社会 | 神奈川新聞 | 2015年8月20日(木) 15:48

山口勝さん(84)

 逗子開成中学の2年生になった1945(昭和20)年4月から学徒動員で第一海軍技術廠(しょう)(旧海軍航空技術廠)の支廠(横浜市金沢区)へ通いました。学校に行かず、毎日支廠内の工場へ通って爆撃照準器などの光学兵器を生産する日々でした。そのころは光栄なことだと思っていました。

 通常朝8時半から午後5時まででしたが、夜まで残業することもありました。海軍直轄工場だったので、昼食は出ました。兵器が完成すると、「これが戦争で使われるんだ」とうれしい気持ちになりました。

 8月15日は「天皇陛下のお言葉がある」と、支廠で働く何千人もの人が屋外の1カ所に集められました。整列してスピーカーから流れるラジオの音に耳を傾けましたが、何を言っているか聞き取れませんでした。「神様はこんな声なんだな」と思いました。

 解散して工場まで戻り、子ども同士で「天皇陛下は何て言ったんだ」「もっと頑張れって言ったんだよ」などと会話しました。戦争に負けたなんて思ってなかったのです。

 そのうち、周囲の大人から負けたという話が入ってきました。それでも、「まだ神風が吹いていないから負けちゃいないよ」と思っていました。教育は怖い。敗戦をうすうすと感じていた大人もいたでしょうが、子どもは学校で教えられた範囲でしか情報が頭に入ってこない。

 その日のうちに、図面と極秘文書を集めろと命令がありました。「日本の光学兵器は世界で最も優秀だから、敵に渡してはいけない」と言われ、リヤカーに積んで焼却場へ持って行きました。続く命令は「出来上がった兵器を壊せ」というものでした。われわれが作っていた爆撃照準器を鉄のハンマーでたたき壊し、溶鉱炉で溶かしました。一生懸命つくったものを壊すのだから、何ともいえない思いでした。翌日以降は、竹やりや手りゅう弾の製作も命じられました。

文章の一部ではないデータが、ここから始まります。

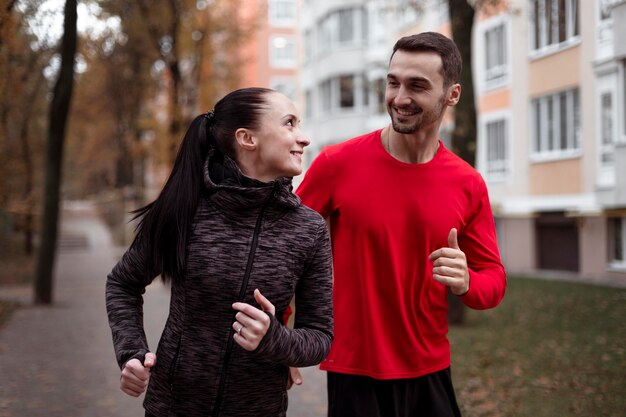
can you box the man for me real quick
[295,32,507,417]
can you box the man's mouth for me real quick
[395,107,419,117]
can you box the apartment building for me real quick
[471,0,625,284]
[297,0,626,284]
[238,0,299,100]
[299,0,451,154]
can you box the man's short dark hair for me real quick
[391,32,462,88]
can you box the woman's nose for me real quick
[298,133,311,147]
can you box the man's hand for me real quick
[120,352,156,397]
[429,228,470,296]
[232,289,275,351]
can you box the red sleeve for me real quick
[296,148,333,218]
[283,305,292,325]
[458,179,507,310]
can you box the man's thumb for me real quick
[144,352,157,369]
[448,228,460,249]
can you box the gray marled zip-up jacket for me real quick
[106,156,333,417]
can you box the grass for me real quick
[450,276,626,417]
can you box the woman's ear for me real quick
[235,128,257,151]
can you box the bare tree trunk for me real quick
[34,0,77,304]
[448,0,477,167]
[19,117,34,254]
[447,0,477,324]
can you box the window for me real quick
[269,0,296,26]
[339,75,354,108]
[270,36,296,68]
[303,29,313,63]
[396,0,419,28]
[338,9,355,44]
[600,92,614,166]
[485,119,509,178]
[600,0,619,20]
[319,80,331,114]
[362,75,369,107]
[531,0,579,54]
[270,77,296,100]
[318,74,366,113]
[318,17,332,54]
[609,217,626,269]
[623,60,626,137]
[316,7,366,53]
[372,78,386,114]
[531,88,581,159]
[485,23,507,85]
[305,89,313,119]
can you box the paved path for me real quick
[0,203,327,417]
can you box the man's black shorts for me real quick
[327,367,462,417]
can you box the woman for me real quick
[105,88,333,417]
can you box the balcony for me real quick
[597,142,626,208]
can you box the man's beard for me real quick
[389,94,446,134]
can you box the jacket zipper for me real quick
[212,183,279,416]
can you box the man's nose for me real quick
[394,86,412,106]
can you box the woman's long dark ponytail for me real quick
[130,87,273,283]
[131,114,211,283]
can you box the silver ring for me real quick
[237,325,243,335]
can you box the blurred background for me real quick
[0,1,625,416]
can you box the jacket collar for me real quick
[203,154,300,213]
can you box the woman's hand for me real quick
[287,367,303,390]
[120,352,156,397]
[232,289,275,351]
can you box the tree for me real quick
[448,0,477,168]
[445,0,506,324]
[0,1,54,254]
[34,0,77,304]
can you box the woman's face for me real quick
[248,92,310,181]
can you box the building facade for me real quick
[239,0,299,100]
[297,0,626,284]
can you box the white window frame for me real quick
[316,6,367,54]
[621,60,626,142]
[530,88,581,162]
[319,79,332,115]
[596,72,619,187]
[269,35,297,68]
[478,110,512,183]
[268,0,296,27]
[529,0,581,58]
[477,14,511,92]
[303,29,313,63]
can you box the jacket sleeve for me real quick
[458,178,507,310]
[105,233,160,369]
[253,221,333,367]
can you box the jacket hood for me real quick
[203,153,301,213]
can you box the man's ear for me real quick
[235,128,257,151]
[446,83,461,106]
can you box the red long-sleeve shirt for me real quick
[296,130,506,379]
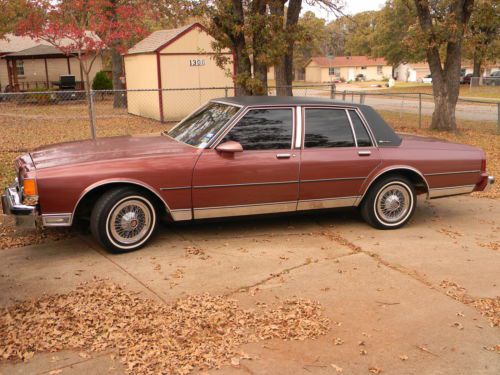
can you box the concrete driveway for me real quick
[1,195,499,374]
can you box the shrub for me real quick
[92,71,112,90]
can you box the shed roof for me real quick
[127,23,202,55]
[307,56,388,68]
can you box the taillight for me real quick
[481,158,486,173]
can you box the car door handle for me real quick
[358,151,371,156]
[276,153,292,159]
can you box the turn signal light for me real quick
[23,179,37,196]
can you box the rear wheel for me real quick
[360,176,416,229]
[90,187,157,253]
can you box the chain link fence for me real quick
[0,85,499,149]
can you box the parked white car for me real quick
[418,74,432,84]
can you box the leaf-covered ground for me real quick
[0,280,329,374]
[0,101,498,250]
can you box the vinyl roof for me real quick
[127,23,199,55]
[212,96,366,107]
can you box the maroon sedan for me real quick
[2,97,494,252]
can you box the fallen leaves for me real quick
[0,280,330,375]
[440,280,500,327]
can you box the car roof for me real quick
[212,96,367,108]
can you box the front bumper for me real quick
[1,185,37,215]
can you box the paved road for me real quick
[1,196,499,374]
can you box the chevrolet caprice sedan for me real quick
[2,97,494,252]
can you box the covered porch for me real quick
[1,45,84,92]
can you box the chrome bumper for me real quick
[485,175,495,192]
[1,185,36,216]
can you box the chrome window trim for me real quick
[347,109,375,148]
[209,106,296,151]
[424,170,481,176]
[345,109,358,147]
[353,108,379,148]
[302,106,359,149]
[295,106,302,149]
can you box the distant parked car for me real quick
[2,97,494,252]
[355,74,366,81]
[461,73,473,85]
[418,74,432,84]
[484,71,500,86]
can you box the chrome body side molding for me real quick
[428,185,476,199]
[297,196,359,210]
[170,209,192,221]
[194,201,297,219]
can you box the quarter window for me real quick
[304,108,355,148]
[221,108,293,150]
[349,110,372,147]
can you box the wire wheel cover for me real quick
[376,184,411,223]
[109,199,152,245]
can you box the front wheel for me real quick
[90,187,158,253]
[360,176,416,229]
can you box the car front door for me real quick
[192,107,300,219]
[298,106,381,210]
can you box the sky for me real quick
[303,0,385,21]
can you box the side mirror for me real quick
[216,140,243,153]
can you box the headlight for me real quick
[22,178,39,206]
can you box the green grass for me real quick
[377,83,500,100]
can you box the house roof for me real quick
[5,44,67,57]
[127,23,202,55]
[0,32,102,54]
[307,56,388,68]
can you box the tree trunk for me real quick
[414,0,473,132]
[282,0,302,96]
[252,0,268,95]
[472,47,481,77]
[81,60,97,139]
[111,48,125,108]
[270,0,287,95]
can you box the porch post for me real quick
[12,58,18,90]
[44,58,49,89]
[7,59,13,87]
[67,57,71,74]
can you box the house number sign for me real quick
[189,59,206,67]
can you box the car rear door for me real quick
[191,106,300,219]
[298,106,381,210]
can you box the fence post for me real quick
[342,90,346,101]
[360,93,365,104]
[89,90,97,139]
[330,84,336,99]
[497,103,500,135]
[419,93,422,129]
[225,87,228,98]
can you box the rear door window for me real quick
[304,108,355,148]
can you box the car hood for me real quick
[30,134,196,170]
[398,133,480,152]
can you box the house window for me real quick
[361,66,367,70]
[377,66,383,75]
[16,60,25,76]
[328,67,339,76]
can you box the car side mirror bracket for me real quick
[215,141,243,153]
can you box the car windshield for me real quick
[166,102,240,147]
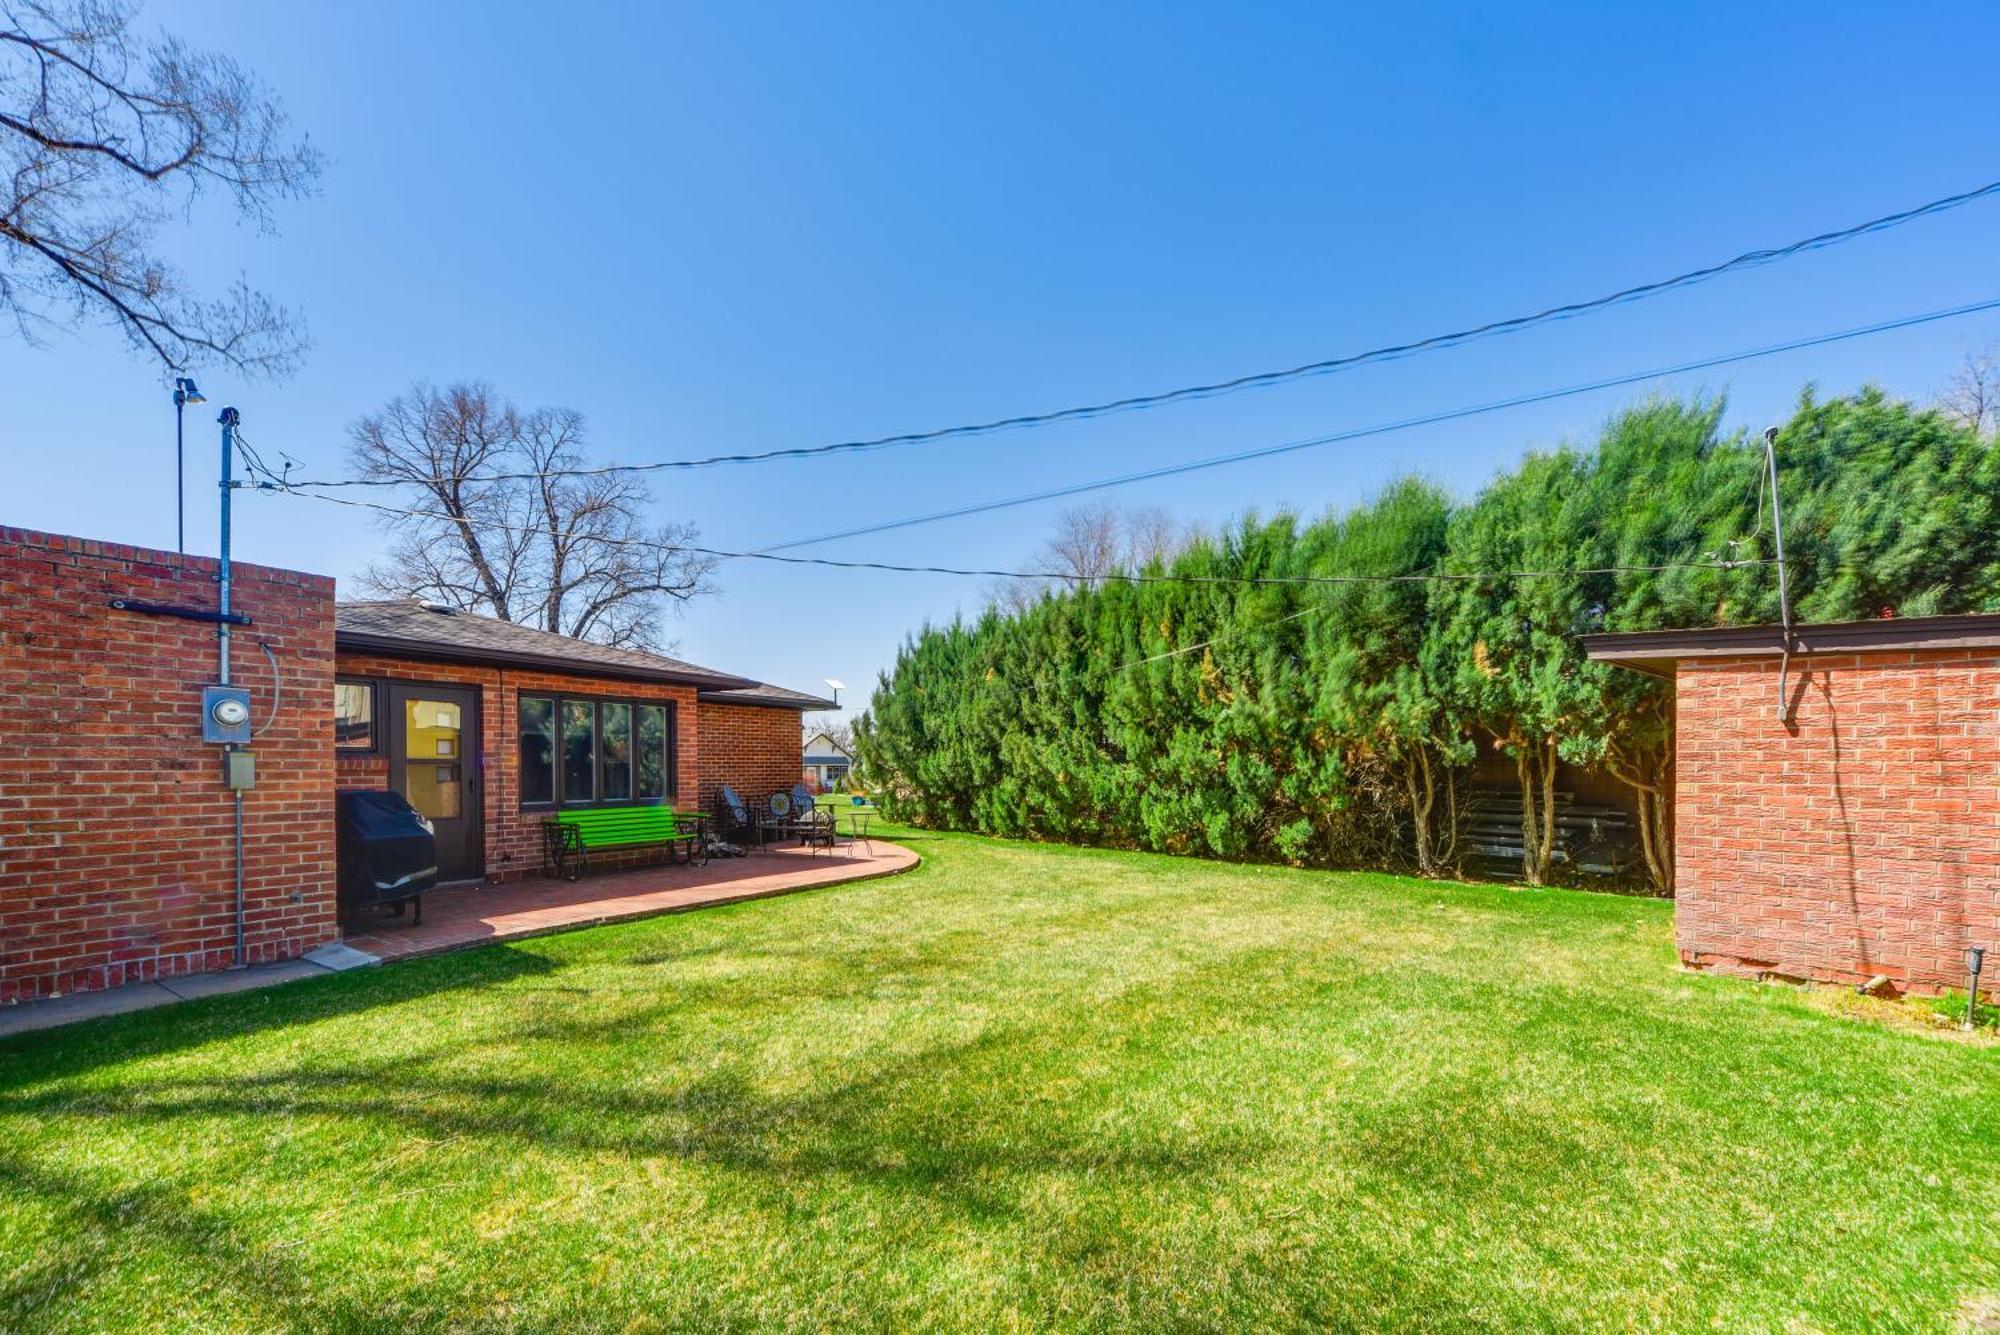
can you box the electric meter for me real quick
[201,685,254,744]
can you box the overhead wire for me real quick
[758,295,2000,551]
[245,473,1769,589]
[275,178,2000,491]
[1114,602,1333,671]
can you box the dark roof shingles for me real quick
[334,600,755,689]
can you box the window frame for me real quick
[635,703,669,801]
[334,677,380,753]
[559,698,597,807]
[517,691,677,810]
[517,694,558,806]
[599,701,633,803]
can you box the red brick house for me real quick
[0,527,830,1004]
[333,600,830,884]
[1584,613,1999,998]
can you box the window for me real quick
[334,680,376,750]
[601,703,632,801]
[522,693,675,808]
[637,705,667,799]
[561,699,596,804]
[518,697,555,804]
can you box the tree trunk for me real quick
[1403,749,1437,876]
[445,504,512,621]
[1514,736,1557,886]
[1515,744,1541,886]
[1606,739,1674,895]
[1438,767,1461,871]
[1536,738,1558,880]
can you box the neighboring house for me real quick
[803,728,854,792]
[1584,612,1999,998]
[0,526,833,1003]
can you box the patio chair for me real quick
[765,789,806,842]
[715,785,764,846]
[790,784,837,850]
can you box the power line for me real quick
[281,177,2000,491]
[249,477,1768,589]
[758,295,2000,551]
[1117,602,1333,670]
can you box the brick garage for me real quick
[2,527,830,1003]
[0,528,337,1003]
[1586,614,2000,997]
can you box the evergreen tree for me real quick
[855,386,1999,895]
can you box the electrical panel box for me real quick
[202,685,253,744]
[224,749,256,791]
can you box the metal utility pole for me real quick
[218,406,239,683]
[218,405,246,967]
[1762,426,1796,723]
[172,378,205,554]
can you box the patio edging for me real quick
[351,844,923,963]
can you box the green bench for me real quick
[541,807,709,880]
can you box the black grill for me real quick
[335,789,438,928]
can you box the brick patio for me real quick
[341,840,919,960]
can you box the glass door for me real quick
[388,683,481,881]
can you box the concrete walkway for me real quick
[0,942,379,1038]
[0,841,917,1039]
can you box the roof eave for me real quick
[335,630,759,691]
[1581,612,2000,673]
[697,688,838,711]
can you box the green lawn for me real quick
[2,830,1995,1332]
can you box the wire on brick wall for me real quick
[254,639,284,737]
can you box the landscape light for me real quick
[1968,946,1986,1031]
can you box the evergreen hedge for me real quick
[856,389,2000,892]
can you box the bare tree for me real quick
[0,0,319,375]
[1044,504,1125,587]
[1940,343,2000,437]
[987,502,1193,612]
[350,382,718,650]
[806,713,855,755]
[1119,505,1191,569]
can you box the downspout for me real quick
[1762,426,1796,724]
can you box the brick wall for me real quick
[1675,649,2000,995]
[335,653,703,880]
[0,528,337,1003]
[698,701,808,811]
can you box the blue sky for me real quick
[7,1,2000,721]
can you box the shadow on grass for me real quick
[0,1017,1270,1331]
[0,943,559,1086]
[0,943,1307,1248]
[9,915,1988,1332]
[2,1017,1264,1215]
[0,1147,422,1332]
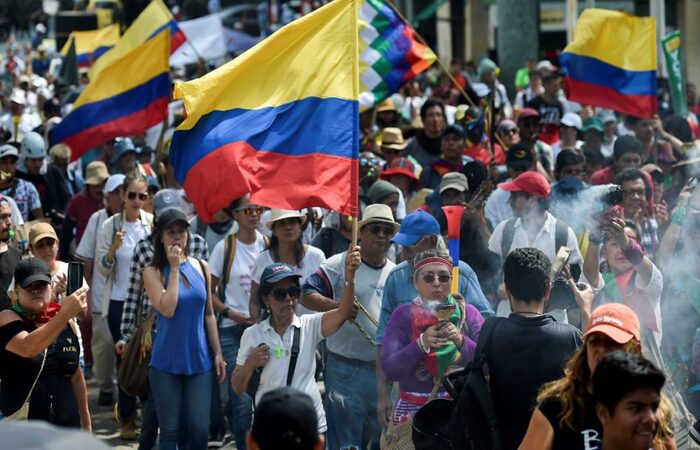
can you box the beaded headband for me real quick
[414,256,453,272]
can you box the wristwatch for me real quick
[222,307,231,319]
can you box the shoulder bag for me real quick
[4,350,46,421]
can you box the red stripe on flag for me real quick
[171,29,186,53]
[183,142,358,223]
[64,98,168,160]
[564,77,657,118]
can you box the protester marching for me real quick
[1,1,700,450]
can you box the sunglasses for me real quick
[360,157,379,167]
[234,206,264,216]
[421,273,452,283]
[127,191,149,201]
[271,286,301,302]
[501,128,518,135]
[368,224,395,236]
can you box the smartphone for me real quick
[67,261,84,296]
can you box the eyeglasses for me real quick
[368,224,395,236]
[421,273,452,283]
[127,191,149,201]
[501,128,518,135]
[234,206,264,216]
[622,189,645,199]
[271,286,301,302]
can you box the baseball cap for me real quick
[455,104,469,121]
[499,171,551,198]
[260,263,302,285]
[613,135,643,158]
[152,189,181,217]
[0,144,19,159]
[29,222,58,246]
[251,387,318,450]
[380,157,419,182]
[518,108,540,120]
[584,303,641,344]
[582,117,604,134]
[105,174,126,193]
[442,124,466,140]
[439,172,469,194]
[14,258,52,288]
[506,143,534,169]
[156,208,189,231]
[536,60,555,73]
[391,210,440,247]
[560,112,582,130]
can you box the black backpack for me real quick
[442,316,503,450]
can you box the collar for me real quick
[260,314,302,335]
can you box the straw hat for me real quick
[357,204,400,234]
[380,127,408,151]
[84,161,109,185]
[266,209,307,230]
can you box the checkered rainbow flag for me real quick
[358,0,437,110]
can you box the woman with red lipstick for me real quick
[380,250,483,424]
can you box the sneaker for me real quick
[120,419,139,441]
[208,432,225,448]
[97,391,114,406]
[690,420,700,446]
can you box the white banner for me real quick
[170,14,227,66]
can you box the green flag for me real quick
[61,37,79,86]
[662,31,688,117]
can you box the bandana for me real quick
[11,301,62,324]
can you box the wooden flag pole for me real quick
[351,216,359,248]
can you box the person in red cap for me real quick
[382,157,421,211]
[488,170,582,269]
[520,303,676,450]
[518,107,554,180]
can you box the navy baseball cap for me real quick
[260,263,302,285]
[251,387,318,450]
[391,210,440,247]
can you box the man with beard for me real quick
[0,196,19,310]
[405,98,447,168]
[303,204,398,450]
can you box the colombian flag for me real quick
[560,9,657,118]
[51,31,170,161]
[89,0,185,79]
[169,0,360,223]
[60,25,120,67]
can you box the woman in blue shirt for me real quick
[143,208,226,450]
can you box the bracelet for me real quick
[344,280,354,287]
[588,231,603,245]
[671,207,688,226]
[418,333,430,354]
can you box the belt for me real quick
[327,351,375,370]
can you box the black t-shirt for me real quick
[310,227,351,259]
[0,319,42,415]
[17,165,71,219]
[484,313,583,450]
[539,393,601,450]
[0,246,20,311]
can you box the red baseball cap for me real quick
[584,303,641,344]
[518,108,540,120]
[498,171,551,199]
[381,157,419,182]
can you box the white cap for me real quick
[560,112,582,130]
[537,60,555,73]
[0,144,19,159]
[472,82,491,98]
[105,174,126,193]
[9,91,25,105]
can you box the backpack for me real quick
[442,316,504,450]
[500,217,569,259]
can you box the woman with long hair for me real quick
[519,303,675,450]
[248,209,325,320]
[94,171,153,439]
[143,208,226,450]
[0,258,88,426]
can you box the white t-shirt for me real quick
[75,209,110,312]
[210,232,267,327]
[484,187,513,229]
[111,221,148,301]
[251,246,326,316]
[237,313,327,432]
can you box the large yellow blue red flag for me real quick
[50,30,170,160]
[560,9,657,118]
[169,0,360,222]
[59,25,120,68]
[89,0,185,79]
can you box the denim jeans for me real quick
[219,324,253,449]
[107,300,136,421]
[149,367,212,450]
[138,377,189,450]
[324,354,381,450]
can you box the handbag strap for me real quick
[18,350,46,409]
[286,326,301,386]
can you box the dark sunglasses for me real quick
[360,157,379,167]
[234,206,264,216]
[369,224,395,236]
[501,128,518,135]
[421,273,452,283]
[271,286,301,302]
[127,191,149,201]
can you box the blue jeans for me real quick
[219,325,253,449]
[138,377,189,450]
[149,367,212,450]
[324,354,381,450]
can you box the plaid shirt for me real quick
[639,217,658,260]
[119,233,208,344]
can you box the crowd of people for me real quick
[1,26,700,450]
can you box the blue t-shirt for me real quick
[150,259,212,375]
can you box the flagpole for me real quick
[381,0,478,108]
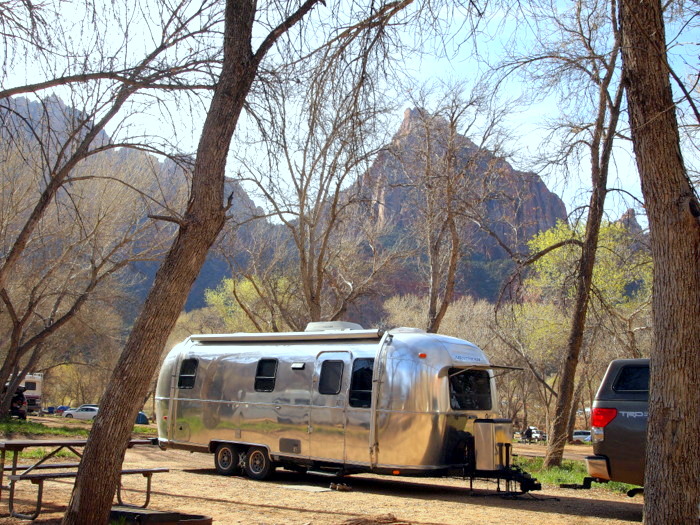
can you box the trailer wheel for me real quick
[244,447,274,480]
[214,443,242,475]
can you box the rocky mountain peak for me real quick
[396,108,431,137]
[364,107,567,260]
[618,208,643,235]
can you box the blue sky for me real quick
[6,0,698,229]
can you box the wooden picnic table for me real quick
[0,438,166,519]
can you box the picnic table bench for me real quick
[0,438,168,520]
[3,462,81,471]
[7,466,169,519]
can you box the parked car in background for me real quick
[20,373,43,415]
[529,427,543,441]
[54,405,70,415]
[63,405,99,420]
[586,358,648,489]
[521,426,544,442]
[572,430,591,442]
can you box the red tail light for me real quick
[591,407,617,427]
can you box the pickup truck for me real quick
[585,358,648,490]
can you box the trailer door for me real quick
[310,351,350,462]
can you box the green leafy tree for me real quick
[204,277,300,333]
[526,221,652,308]
[524,219,652,447]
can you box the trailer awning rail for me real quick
[190,329,384,344]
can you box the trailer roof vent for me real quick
[390,327,427,334]
[305,321,364,332]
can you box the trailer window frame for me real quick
[255,358,278,392]
[177,358,199,389]
[318,360,344,395]
[349,358,374,408]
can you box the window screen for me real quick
[319,361,344,395]
[448,368,492,410]
[255,359,278,392]
[24,382,36,390]
[614,365,649,392]
[349,359,374,408]
[178,358,198,389]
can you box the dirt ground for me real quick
[0,439,643,525]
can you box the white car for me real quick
[523,426,543,441]
[572,429,592,442]
[63,405,99,420]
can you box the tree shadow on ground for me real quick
[177,468,642,523]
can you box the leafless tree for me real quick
[391,83,515,332]
[0,0,222,416]
[209,221,309,332]
[0,0,223,295]
[63,0,481,519]
[618,0,700,522]
[231,50,406,325]
[0,0,54,80]
[491,0,626,467]
[36,304,127,407]
[0,145,177,414]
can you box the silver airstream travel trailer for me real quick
[155,322,539,492]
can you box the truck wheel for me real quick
[244,447,274,480]
[214,443,242,475]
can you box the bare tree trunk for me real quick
[60,0,277,521]
[566,377,585,439]
[543,173,606,468]
[618,0,700,523]
[427,218,459,333]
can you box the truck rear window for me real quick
[613,365,649,392]
[448,368,492,411]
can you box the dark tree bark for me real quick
[60,0,323,522]
[618,0,700,523]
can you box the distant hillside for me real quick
[3,96,569,318]
[0,95,261,317]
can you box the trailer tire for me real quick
[215,443,242,475]
[244,447,274,480]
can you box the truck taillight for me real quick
[591,407,617,443]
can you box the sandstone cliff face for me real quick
[363,108,568,259]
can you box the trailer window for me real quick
[349,359,374,408]
[448,368,492,411]
[178,358,198,389]
[319,361,344,395]
[24,382,36,391]
[255,359,278,392]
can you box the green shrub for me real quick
[516,456,638,494]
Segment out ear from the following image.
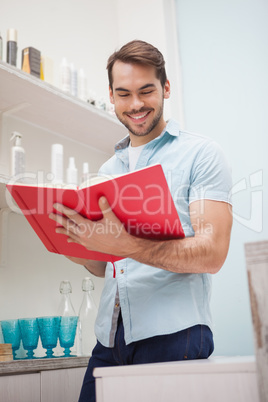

 8月中か、せいぜい9月早々には学徒動員が解除されました。家族は母の実家がある三崎町(現・三浦市)に移りましたが、私だけは学校に通いやすいよう横浜市金沢区の父の知人宅で預かってもらいました。

 ところが、そこは闇取引の巣窟でした。鉄工場の社長や音楽家、関東軍帰りの人などいろんな大人が出入りし、物々交換をしていました。一緒に行動していると食べ物には苦労しないし、小遣い稼ぎもできる。それが面白くて、戦後7カ月間は学校に通いませんでした。

 翌年3月末に学校へ行くと、進級していたようでした。闇屋でもうけたお金で買った自転車で学校まで通うようになりました。

 (三浦市の)チャッキラコ・三崎昭和会館で毎夏、戦争の関連物品や資料を集めた展示を行っています。子どもたちに同じ轍(てつ)を踏ませてはいけません。